Fecha de publicación: 08/09/2021

O aniversário de 199 anos da independência do Brasil já passou, mas as consequências políticas dessa data devem se estender pelos próximos dias e até semanas. Essa é a avaliação de cientistas políticos ouvidos por LexLatin, ao falar dos desdobramentos do discurso do presidente Jair Bolsonaro durante as manifestações a favor de seu governo em Brasília e na Avenida Paulista. 

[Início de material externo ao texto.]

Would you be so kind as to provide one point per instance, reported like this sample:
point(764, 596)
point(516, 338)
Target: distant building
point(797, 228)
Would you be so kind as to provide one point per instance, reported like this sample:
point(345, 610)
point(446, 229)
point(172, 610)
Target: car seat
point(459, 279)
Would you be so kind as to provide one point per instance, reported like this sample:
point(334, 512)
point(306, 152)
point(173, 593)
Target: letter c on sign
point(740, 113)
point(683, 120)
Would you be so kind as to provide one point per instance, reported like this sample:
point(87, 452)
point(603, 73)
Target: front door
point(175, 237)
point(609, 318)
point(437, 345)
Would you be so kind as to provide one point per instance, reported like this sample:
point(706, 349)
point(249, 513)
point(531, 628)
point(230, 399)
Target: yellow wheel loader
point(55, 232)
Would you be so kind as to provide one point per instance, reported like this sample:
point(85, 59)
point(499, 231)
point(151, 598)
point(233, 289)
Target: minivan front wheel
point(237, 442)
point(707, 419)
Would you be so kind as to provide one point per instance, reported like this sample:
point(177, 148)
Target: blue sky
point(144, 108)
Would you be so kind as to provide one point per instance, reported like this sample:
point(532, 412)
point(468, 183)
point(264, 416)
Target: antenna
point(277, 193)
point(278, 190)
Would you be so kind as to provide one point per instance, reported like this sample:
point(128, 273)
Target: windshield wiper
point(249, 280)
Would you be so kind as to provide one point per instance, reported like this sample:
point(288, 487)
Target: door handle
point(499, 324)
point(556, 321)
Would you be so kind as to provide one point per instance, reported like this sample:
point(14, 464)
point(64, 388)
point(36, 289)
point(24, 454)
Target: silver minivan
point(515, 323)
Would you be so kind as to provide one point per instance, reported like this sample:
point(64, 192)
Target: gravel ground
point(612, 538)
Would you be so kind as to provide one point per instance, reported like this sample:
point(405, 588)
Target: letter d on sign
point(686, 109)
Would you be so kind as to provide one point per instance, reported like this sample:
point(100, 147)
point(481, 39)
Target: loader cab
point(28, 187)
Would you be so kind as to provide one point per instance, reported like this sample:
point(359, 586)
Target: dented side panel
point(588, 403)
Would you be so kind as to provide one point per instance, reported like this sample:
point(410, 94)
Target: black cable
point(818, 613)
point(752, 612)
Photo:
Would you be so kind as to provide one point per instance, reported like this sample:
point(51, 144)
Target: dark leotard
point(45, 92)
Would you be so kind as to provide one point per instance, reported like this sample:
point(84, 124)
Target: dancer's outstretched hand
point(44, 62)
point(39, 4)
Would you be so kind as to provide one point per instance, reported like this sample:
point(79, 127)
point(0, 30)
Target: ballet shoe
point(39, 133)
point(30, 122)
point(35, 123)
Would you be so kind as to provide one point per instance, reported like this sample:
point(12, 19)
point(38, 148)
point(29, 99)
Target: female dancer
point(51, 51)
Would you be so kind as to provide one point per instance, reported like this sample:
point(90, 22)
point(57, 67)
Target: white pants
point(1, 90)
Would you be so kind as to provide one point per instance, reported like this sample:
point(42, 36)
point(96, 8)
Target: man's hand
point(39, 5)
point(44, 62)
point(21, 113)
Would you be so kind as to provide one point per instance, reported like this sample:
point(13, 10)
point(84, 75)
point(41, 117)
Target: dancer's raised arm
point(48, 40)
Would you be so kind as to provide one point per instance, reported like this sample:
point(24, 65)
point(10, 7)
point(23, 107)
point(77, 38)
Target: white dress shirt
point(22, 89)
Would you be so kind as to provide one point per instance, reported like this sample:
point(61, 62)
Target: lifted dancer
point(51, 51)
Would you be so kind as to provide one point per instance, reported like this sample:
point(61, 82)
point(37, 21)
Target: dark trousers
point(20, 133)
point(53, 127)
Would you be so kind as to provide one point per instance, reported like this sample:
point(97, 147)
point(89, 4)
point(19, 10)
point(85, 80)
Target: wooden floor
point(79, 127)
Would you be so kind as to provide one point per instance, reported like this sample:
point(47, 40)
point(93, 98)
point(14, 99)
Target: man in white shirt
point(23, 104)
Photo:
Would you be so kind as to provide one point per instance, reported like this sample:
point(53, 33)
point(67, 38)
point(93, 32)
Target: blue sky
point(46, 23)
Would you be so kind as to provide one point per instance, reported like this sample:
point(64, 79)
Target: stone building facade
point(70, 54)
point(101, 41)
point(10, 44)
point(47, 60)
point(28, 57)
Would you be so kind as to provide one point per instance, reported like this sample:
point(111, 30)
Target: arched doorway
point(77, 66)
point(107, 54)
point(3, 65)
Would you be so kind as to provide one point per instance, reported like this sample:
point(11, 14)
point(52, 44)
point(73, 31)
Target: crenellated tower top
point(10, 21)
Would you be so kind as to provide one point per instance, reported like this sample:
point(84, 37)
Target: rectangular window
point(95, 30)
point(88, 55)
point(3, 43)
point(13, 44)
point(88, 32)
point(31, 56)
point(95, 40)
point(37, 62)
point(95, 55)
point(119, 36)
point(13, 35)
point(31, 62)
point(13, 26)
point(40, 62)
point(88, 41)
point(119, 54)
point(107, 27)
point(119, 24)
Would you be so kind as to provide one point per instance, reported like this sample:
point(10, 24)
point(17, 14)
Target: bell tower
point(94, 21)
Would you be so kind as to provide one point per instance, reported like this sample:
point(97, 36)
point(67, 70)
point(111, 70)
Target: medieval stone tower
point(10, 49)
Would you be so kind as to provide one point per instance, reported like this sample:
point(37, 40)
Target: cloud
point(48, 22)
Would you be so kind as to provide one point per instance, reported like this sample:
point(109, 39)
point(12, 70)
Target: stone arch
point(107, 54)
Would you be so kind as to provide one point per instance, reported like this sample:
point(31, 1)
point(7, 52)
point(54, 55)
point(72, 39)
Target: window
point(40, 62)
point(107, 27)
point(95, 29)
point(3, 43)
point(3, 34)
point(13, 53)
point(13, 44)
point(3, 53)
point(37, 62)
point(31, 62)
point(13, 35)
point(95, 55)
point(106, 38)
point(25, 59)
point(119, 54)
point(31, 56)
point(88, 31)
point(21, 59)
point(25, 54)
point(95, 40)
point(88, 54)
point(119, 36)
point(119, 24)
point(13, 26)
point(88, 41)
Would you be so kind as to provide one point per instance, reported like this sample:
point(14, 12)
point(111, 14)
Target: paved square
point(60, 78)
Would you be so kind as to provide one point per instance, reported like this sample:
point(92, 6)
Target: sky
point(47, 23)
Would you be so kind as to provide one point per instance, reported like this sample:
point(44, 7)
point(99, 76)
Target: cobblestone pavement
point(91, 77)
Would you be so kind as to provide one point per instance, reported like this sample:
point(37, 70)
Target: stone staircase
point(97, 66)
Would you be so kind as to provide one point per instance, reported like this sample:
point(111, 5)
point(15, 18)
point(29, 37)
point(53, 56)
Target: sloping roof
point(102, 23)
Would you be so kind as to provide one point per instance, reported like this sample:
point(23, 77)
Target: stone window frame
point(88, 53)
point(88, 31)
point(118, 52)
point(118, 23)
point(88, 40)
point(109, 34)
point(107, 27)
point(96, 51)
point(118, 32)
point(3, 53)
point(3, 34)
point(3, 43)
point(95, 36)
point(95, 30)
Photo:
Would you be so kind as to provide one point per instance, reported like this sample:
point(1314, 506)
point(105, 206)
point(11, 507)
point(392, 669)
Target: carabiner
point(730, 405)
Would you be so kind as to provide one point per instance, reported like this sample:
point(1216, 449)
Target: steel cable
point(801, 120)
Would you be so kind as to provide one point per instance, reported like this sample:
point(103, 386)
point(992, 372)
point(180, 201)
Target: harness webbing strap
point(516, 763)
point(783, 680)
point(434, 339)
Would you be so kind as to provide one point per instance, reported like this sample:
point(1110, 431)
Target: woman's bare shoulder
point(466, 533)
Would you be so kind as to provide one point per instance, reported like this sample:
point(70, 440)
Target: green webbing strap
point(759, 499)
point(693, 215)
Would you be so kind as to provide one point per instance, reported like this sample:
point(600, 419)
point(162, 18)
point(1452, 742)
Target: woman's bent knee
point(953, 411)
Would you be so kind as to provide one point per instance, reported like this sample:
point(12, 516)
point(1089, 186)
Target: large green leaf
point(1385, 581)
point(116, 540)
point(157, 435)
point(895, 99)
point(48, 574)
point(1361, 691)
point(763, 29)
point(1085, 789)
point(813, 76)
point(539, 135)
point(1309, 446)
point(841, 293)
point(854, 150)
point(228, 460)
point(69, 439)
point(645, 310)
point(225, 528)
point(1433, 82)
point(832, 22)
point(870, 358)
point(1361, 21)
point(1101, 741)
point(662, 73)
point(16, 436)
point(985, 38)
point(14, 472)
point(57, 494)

“Eu tendo a concordar que o presidente novamente incorreu em crime de responsabilidade ao atacar as instituições e especificamente ministros do Supremo e ao afirmar em alto e bom som que não pretende cumprir determinação judicial. Além de tudo, reforçou as teses da fragilidade das urnas e de colocar em cheque as eleições e sua legitimidade em 2022”, afirma Rodrigo Prando, cientista político da Universidade Presbiteriana Mackenzie.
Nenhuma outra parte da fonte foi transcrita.